CSE ECP du 1er Juillet : les point essentiels

  • L’actualité résumée
  • Vers un nouveau plan d'épargne groupe (PEG)
  • Point d'avancement sur le plan de mobilité entreprise
  • Pilotage et suivi de la charge de travail : quels moyens ?
  • Petites mesquineries entre amis, énième épisode

En résumé :

# Le niveau d’activité qui demeure très élevé, mais la pénurie de ressources se fait toujours plus sentir.
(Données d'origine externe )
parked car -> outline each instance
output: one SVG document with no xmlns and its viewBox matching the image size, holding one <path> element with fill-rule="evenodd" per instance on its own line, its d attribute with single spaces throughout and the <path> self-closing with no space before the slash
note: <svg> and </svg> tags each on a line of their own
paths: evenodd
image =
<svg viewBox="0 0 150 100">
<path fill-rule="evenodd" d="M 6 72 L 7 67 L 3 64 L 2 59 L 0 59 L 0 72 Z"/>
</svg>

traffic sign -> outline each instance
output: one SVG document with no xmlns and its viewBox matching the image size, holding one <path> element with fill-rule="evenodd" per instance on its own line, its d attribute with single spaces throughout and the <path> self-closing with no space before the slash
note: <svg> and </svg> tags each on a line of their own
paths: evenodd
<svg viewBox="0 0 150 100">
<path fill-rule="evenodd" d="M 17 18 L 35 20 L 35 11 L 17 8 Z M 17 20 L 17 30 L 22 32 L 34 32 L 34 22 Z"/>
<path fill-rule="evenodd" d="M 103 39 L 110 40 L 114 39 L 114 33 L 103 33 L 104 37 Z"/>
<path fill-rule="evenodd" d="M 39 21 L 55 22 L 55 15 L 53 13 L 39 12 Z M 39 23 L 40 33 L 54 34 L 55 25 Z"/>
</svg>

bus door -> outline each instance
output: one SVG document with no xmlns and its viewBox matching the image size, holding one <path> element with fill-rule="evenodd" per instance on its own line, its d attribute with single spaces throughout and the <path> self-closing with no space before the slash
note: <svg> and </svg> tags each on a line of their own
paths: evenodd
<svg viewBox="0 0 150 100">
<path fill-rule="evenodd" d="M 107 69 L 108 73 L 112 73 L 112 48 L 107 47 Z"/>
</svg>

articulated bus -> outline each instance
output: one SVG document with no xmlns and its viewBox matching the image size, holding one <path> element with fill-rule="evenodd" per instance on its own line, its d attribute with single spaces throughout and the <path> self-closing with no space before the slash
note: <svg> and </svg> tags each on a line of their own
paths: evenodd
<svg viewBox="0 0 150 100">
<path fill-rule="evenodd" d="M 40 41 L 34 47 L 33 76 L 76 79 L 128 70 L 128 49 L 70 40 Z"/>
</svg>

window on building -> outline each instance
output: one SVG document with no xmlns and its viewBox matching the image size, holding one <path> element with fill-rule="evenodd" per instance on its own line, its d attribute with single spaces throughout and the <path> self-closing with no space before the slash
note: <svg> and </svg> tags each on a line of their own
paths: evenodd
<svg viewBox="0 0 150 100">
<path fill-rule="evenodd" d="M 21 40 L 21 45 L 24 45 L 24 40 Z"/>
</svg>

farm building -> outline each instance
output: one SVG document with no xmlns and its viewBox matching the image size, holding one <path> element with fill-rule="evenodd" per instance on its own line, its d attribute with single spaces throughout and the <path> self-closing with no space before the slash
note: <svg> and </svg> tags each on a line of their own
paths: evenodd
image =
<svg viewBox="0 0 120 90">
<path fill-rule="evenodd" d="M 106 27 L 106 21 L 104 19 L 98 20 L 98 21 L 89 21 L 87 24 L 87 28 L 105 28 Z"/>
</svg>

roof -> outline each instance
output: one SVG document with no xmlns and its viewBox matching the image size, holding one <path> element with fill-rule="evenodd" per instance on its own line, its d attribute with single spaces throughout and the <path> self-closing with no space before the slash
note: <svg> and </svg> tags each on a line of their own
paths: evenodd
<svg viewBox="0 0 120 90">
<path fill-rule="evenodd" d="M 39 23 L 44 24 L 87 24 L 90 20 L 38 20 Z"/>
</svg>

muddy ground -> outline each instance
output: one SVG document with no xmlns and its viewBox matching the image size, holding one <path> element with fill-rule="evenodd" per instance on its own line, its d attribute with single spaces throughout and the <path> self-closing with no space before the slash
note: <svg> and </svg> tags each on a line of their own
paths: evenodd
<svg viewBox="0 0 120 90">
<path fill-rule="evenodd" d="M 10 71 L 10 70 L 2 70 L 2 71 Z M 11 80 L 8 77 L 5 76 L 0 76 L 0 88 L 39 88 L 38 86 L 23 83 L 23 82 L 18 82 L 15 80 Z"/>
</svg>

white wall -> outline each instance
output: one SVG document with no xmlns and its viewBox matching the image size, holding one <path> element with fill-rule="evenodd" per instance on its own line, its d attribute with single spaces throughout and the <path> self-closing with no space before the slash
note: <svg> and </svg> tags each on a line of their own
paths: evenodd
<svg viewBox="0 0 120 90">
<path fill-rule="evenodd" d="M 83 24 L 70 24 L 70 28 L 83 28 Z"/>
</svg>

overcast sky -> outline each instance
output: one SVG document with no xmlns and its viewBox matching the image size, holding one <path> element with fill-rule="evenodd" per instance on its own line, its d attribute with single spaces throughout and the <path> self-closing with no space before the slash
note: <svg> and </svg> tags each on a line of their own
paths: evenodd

Cela génère une forte pression à tous les niveaux, y compris sur les consultants qui se retrouvent en surcharge, mais cette situation ne serait que transitoire, car d’après la direction cette période de forte activité ne durera pas.

ECP et ECP digital Services se portent très bien. Mais d’après la direction, ECP se retrouverait prise en étau entre des salaires qui augmentent plus qu’auparavant et des prix de vente qui ne suivraient pas,de gros clients refusant toujours d’intégrer des clauses de révision de prix et de prendre en charge les déplacements [ndr : l’enveloppe moyenne des augmentation 2021 est sensiblement la même qu’en 2019]

Nous avons quant à nous fait remarquer que la masse salariale augmentait moins vite que les effectifs, ce qui tendrait à montrer qu’ECP n’est pas « piégée » par la hausse des salaires. Pire, le salaire moyen chez ECP n’évolue quasiment pas.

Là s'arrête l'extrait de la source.